An implementation of differential dataflow using timely dataflow on Rust.
MIT License
2.53k stars 182 forks source link

Does all data have to be in memory? #423

Closed oli-w closed 9 months ago

oli-w commented 9 months ago

Hi 👋, I have a general question about Differential Dataflow. One of its uses is to be able to build incrementally maintained views over some data, using the various operators (e.g. Materialize). If I understand correctly, this requires all of the data to be loaded into memory. Is that correct? Assuming that a query could come in at any time that wants to SELECT some of the view's rows.
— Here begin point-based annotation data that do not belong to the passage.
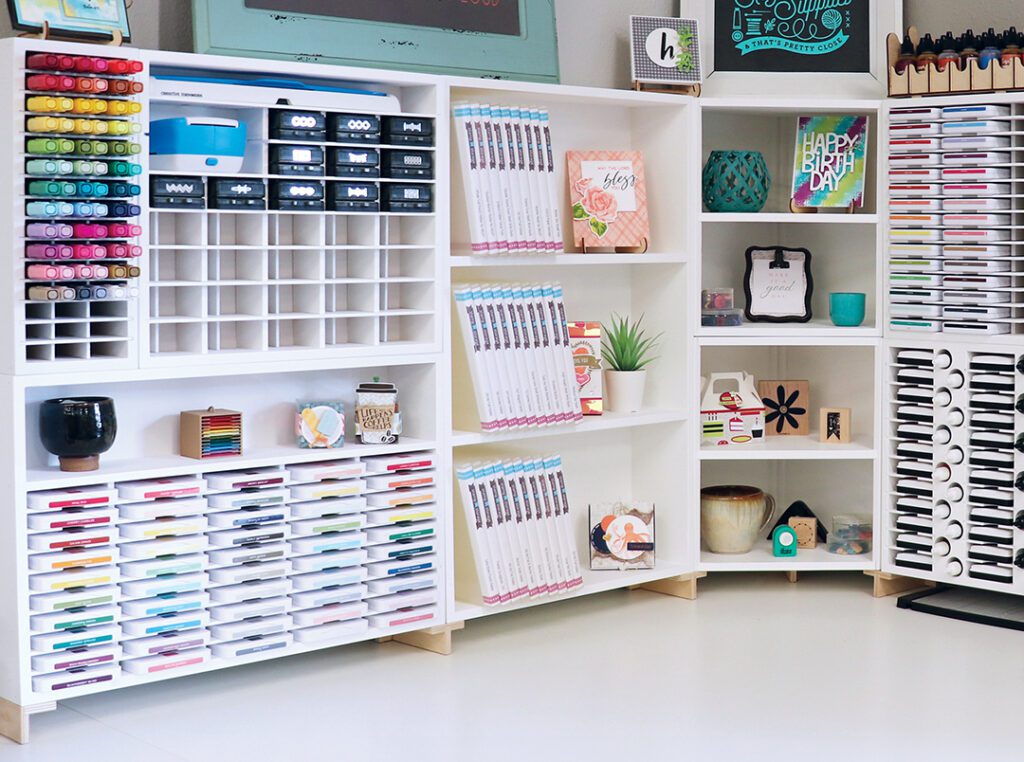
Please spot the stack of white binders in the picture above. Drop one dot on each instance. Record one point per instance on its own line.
(520, 528)
(517, 344)
(508, 171)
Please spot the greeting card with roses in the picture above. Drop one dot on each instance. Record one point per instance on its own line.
(609, 199)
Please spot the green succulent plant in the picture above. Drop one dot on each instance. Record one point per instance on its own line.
(626, 346)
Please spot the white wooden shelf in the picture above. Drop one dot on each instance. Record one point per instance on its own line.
(791, 448)
(594, 582)
(762, 559)
(128, 469)
(561, 260)
(791, 218)
(606, 422)
(818, 330)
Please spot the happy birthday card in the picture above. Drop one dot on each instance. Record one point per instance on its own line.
(830, 160)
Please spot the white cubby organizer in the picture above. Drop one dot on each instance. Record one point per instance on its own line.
(253, 310)
(842, 365)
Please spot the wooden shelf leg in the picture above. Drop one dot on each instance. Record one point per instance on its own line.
(887, 584)
(14, 719)
(684, 586)
(436, 639)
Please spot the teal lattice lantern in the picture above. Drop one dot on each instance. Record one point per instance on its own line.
(735, 181)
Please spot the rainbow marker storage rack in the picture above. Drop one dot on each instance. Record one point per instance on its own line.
(77, 229)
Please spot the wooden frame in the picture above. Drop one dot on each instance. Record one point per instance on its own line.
(886, 15)
(230, 28)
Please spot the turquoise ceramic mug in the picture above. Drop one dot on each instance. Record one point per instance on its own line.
(847, 309)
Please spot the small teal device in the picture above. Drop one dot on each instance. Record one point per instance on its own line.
(197, 144)
(783, 544)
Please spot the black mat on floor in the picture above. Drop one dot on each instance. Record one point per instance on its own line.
(979, 606)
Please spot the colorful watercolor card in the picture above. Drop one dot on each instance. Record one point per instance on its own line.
(830, 160)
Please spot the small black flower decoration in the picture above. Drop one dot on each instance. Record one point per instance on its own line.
(782, 411)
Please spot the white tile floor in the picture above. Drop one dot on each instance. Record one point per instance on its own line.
(755, 669)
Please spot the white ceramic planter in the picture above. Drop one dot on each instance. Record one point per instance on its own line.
(626, 390)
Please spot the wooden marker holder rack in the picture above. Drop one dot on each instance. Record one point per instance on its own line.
(995, 77)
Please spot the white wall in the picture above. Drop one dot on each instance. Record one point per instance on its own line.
(592, 34)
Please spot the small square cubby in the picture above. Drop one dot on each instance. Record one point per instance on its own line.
(108, 349)
(236, 264)
(39, 332)
(352, 264)
(177, 228)
(177, 264)
(238, 228)
(296, 299)
(109, 309)
(176, 338)
(401, 262)
(70, 330)
(410, 229)
(419, 329)
(71, 349)
(237, 335)
(350, 331)
(295, 264)
(295, 333)
(342, 298)
(176, 301)
(353, 231)
(236, 300)
(407, 296)
(297, 229)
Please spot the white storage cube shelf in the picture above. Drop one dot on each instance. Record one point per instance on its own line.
(253, 310)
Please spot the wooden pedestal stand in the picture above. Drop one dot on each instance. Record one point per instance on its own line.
(14, 719)
(887, 584)
(434, 639)
(684, 586)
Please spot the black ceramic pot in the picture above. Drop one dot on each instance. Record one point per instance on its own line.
(78, 430)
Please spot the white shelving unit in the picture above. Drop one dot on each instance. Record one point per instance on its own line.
(952, 505)
(843, 365)
(252, 310)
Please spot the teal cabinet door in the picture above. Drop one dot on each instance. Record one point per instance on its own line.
(505, 39)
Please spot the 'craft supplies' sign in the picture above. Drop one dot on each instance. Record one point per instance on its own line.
(793, 35)
(830, 159)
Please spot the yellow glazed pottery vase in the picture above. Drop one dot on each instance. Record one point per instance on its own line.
(732, 517)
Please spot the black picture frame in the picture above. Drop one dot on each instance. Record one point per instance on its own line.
(95, 35)
(779, 253)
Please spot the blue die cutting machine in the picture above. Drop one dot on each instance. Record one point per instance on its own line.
(197, 144)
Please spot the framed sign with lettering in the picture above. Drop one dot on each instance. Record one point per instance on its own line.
(609, 199)
(778, 285)
(504, 39)
(837, 46)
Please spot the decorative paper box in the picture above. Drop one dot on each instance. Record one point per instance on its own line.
(622, 536)
(585, 340)
(731, 417)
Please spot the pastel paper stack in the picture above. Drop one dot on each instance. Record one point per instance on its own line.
(520, 360)
(520, 530)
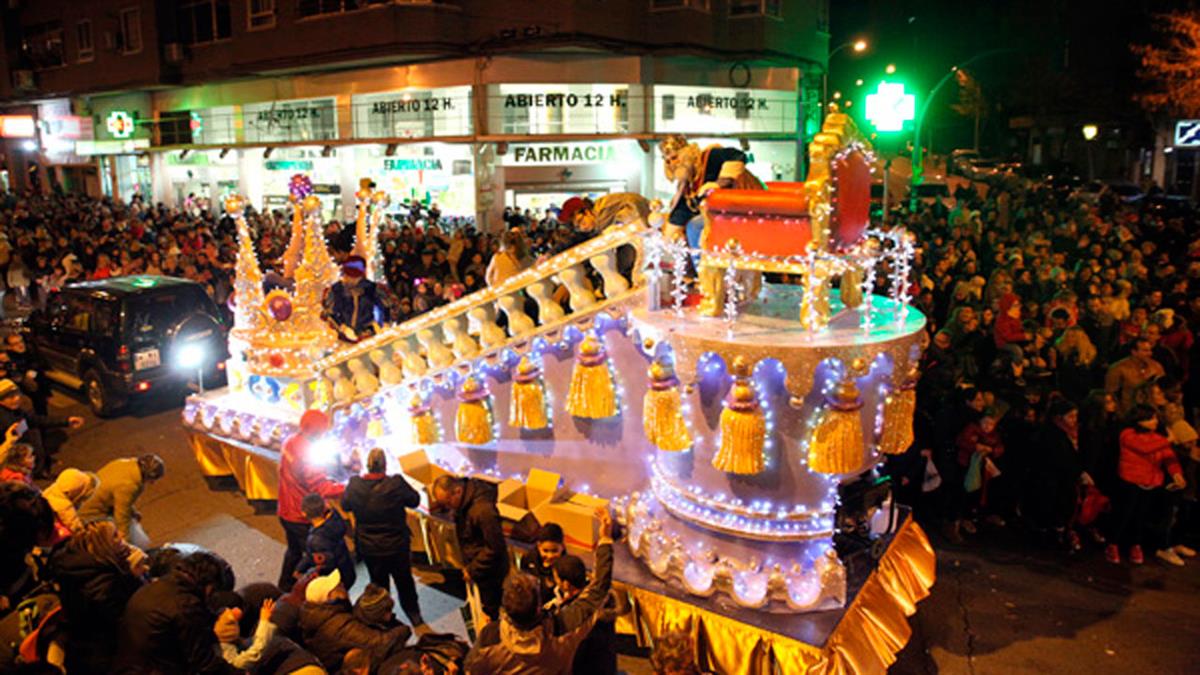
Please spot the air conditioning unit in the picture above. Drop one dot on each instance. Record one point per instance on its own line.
(173, 53)
(23, 78)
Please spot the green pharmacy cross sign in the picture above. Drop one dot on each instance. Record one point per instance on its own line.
(120, 124)
(889, 107)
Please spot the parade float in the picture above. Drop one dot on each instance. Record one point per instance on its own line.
(733, 422)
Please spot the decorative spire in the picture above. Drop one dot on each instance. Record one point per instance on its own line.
(249, 280)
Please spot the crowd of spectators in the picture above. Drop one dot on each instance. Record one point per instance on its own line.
(1056, 393)
(1055, 398)
(429, 260)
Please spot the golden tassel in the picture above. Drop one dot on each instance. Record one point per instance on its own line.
(425, 428)
(592, 394)
(661, 414)
(473, 422)
(743, 428)
(898, 411)
(837, 442)
(528, 405)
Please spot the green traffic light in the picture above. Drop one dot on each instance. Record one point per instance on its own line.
(889, 107)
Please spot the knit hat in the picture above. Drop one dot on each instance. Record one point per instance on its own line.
(319, 589)
(354, 267)
(375, 605)
(570, 207)
(311, 422)
(571, 569)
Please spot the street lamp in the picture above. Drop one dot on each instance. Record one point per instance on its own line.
(918, 168)
(1090, 133)
(858, 46)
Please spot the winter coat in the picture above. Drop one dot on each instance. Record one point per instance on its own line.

I'm trying to understand how something like Materialize would be able to scale to huge amounts of data (e.g. 100's of Gigabytes) which won't fit into RAM except for the beefiest of machines, whereas typical databases mostly store their indexes on disk. I assume the only real option is to spin up lots of compute nodes with the data spread between them, each of which acting as a DD worker, orchestrated by Kubernetes or similar?

The only alternatives I can think of are some kind of trick where DD moves things between memory <> disk, or DD calls out to the source tables dynamically depending on the query - both of which I imagine being detrimental to performance or impractical.

frankmcsherry commented 9 months ago

Hello!

To a first approximation, yes vanilla DD as you experience it probably wants things in memory. However, it supports an abstracted Storage type to back its arrangements, and this doesn't have to be "Rust Vec allocations" but can be other forms of storage that allow spilling to disk, or beyond.

As an example, here's a Materialize PR that introduces disk-backed arrangements, by providing a storage container that knows how to move data to and from disk (using @antiguru's lg_alloc crate, behind columnation).

oli-w commented 9 months ago

Oh fantastic! Thank you so much.

oli-w commented 2 months ago

Hi again @frankmcsherry, I've dug more in to better understand the lower levels like arrangements and traces. I can see how a TraceReader could be implemented with a custom Storage implementation like you suggest, that stores the data on disk. E.g. if each TraceReader::Batch was a reference to a separate file.

I was wondering though if it would be possible to read those batches back into the program on the next start, instead of replaying all the data? From what I've gathered the approach in Materialize using lg_alloc stores the data in files to ease memory pressure, but these files are only temporary and all state is re-created from sources on the next start up - "hydration".

I looked at how Collection::arrange_core constructs a new TraceAgent, which returns a TraceWriter. I was thinking that if I have access to the pre-computed set of batches I could insert those batches into the TraceWriter to seed the initial data, and then advance the timestamps to perform subsequent incremental updates. I got this working but wrestled with some of the assumptions about time advancement. Please let me know if this is feasible or if this idea will fall over.

I had a read of https://github.com/TimelyDataflow/differential-dataflow/issues/350 which already covers this topic, where replaying the data is the recommended approach. I'm hoping that bringing in traces from outside the program is an option. Thanks for all your help so far.